Solide Tumoren im Visier

Es ist noch kein Jahr her, seit eine neuartige Therapie gegen Blutkrebs zugelassen wurde, die genetisch veränderte Immunzellen des Patienten nutzt. Experten haben nun das Potenzial der Therapie zur Behandlung weiterer Tumorarten erörtert.

Das ‹Comprehensive Cancer Center Zürich› (CCCZ) ist ein Kompetenzzentrum im Bereich der Krebsbehandlung und -forschung. Die Einrichtung wird vom Universitätspital Zürich, der Universitätsklinik Balgrist, dem Universitäts-Kinderspital Zürich und der Universität Zürich getragen. «Wir bieten unseren Patienten innovative und fachübergreifende Behandlungskonzepte nach modernsten medizinischen Standards und unter Einbezug der neuesten Forschungsergebnisse», heisst es auf der Webseite des CCCZ. Um immer auf dem neusten Stand zu sein, pflegen Onkologen einen intensiven Austausch, unter anderem an Fachtagungen. Diesem Zweck diente Ende August das 4. Zürcher Symposium für Immunonkologie. Die vom CCCZ organisierte Tagung am Universitätsspital Zürich beleuchtete die neusten Entwicklungen bei der Bekämpfung von Krebs mithilfe von Immunzellen. Die Veranstaltung wurde von mehreren Interpharma-Mitgliedsunternehmen unterstützt.

Einsatz beim Multiplen Myelom

Ein wichtiges Thema war in Zürich eine erst seit knapp einem Jahr in der Schweiz zugelassene Immuntherapie, bei der genetisch veränderte Immunzellen des Patienten (CAR-T-Zellen) zur Behandlung von bösartigen Tumoren eingesetzt werden. Bislang ist die Therapie für zwei Arten von Blutkrebs zugelassen (refraktäre, rezidivierte B-ALL und rezidiviertes, refraktäres B-Zell Non-Hodgkin-Lymphom). Doch bei Experten herrscht Zuversicht, dass CAR-T-Zellen auch gegen weitere Krebsarten helfen dürften. Für das Multiple Myelom könnte das bereits im kommenden Jahr der Fall sein: Bei dieser Erkrankung befinden sind die Tumorzellen wie bei einer Leukämie im Knochenmark, verhalten sich aber biologisch anders. «Das Multiple Myelom ist zwar ein Blutkrebs, aber die Erkrankung weist auch Ähnlichkeiten mit soliden Tumoren auf, weil die Mikroumgebung für die angreifenden Tumorzellen möglicherweise schwieriger zu überwinden ist», sagt Prof. Hermann Einsele vom Universitätsklinikum Würzburg, der in Zürich über CAR-T-Zellen referierte.

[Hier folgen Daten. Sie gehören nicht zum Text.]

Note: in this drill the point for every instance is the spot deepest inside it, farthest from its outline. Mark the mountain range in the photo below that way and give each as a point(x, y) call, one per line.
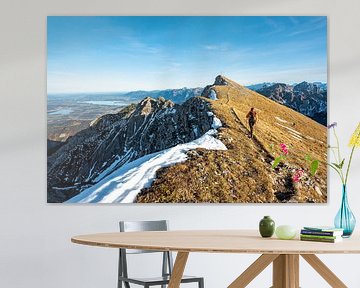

Können CAR-T-Zellen künftig nicht nur gegen Blutkrebs, sondern auch gegen solide Tumoren eingesetzt werden? Das ist vermutlich die Schlüsselfrage, die sich momentan rund um diese moderne Krebstherapie stellt. Die Chancen für eine deutliche Ausweitung des Einsatzgebietes stehen gut, wie der Würzburger Immunonkologe in Zürich deutlich machte. CAR-T-Zellen werden gegenwärtig rund um den Globus für ihren Einsatz gegen fast alle Arten von soliden Tumoren in klinischen Studien getestet. Dazu gehören weit verbreitete Krebsarten wie Prostata- und Brustkrebs, Lungen- und Bauchspeicheldrüsenkrebs, aber auch Hautkrebs.

Solide Tumoren knacken

Der Einsatz der Immunzellen ist bei soliden Tumoren schwieriger als bei Blutkrebs: Bei Blutkrebs können die Immunzellen nämlich meistens über ein einziges Merkmal (Antigen) auf die Krebszellen abgerichtet werden. Bei soliden Tumoren bedarf es hingegen in der Regel mehrerer Merkmale. Das macht es anspruchsvoller, die Immunzellen gentechnisch so zu verändern, dass sie Krebszellen tatsächlich vernichten. Solide Tumoren sind auch schwieriger zu bekämpfen, weil sie oft in einem kompakten Zellverband sitzen und von den CAR-T-Zellen weniger gut erreicht werden können. Ferner scheinen die Krebszellen solider Tumoren über trickreiche Mechanismen zu verfügen, um die angreifenden Immunzellen lahmzulegen.

Trotz solcher Hürden bleibt Hermann Einsele optimistsich. Er erwarte in den nächsten Monaten und Jahren spektakuläre Erfolge für weitere Krebsarten, sagt der Krebsexperte und mahnt zugleich zu Geduld. Die CAR-T-Zelen seien bereits in den 1990er Jahren entwickelt worden und hätten zunächst sehr enttäuschende Ergebnisse hervorgebracht, sagt er. Erst die zweite Generation der CAR-T-Zellen habe die sehr guten Ergebnisse, die bei Blutkrebs seit kurzem erzielt werden, möglich gemacht. «Wenn wir in die Zukunft blicken, könnten CAR-T-Zellen sogar über Krebserkrankungen hinaus Anwendung finden», sagt Einsele. «So ist es denkbar, multiresistente Erreger von Infektionen über die Neuausrichtung von Immunzellen zu bekämpfen. Autoimmunkrankheiten wie Multiple Sklerose können vielleicht einmal behandelt werden, indem man fehlgesteuerte Immunzellen genetisch ausschaltet», sagt Hermann Einsele. Er betont, dass hierfür noch viel Forschung nötig sei. Für solche Anwendungen laufen zur Zeit noch keine klinischen Studien.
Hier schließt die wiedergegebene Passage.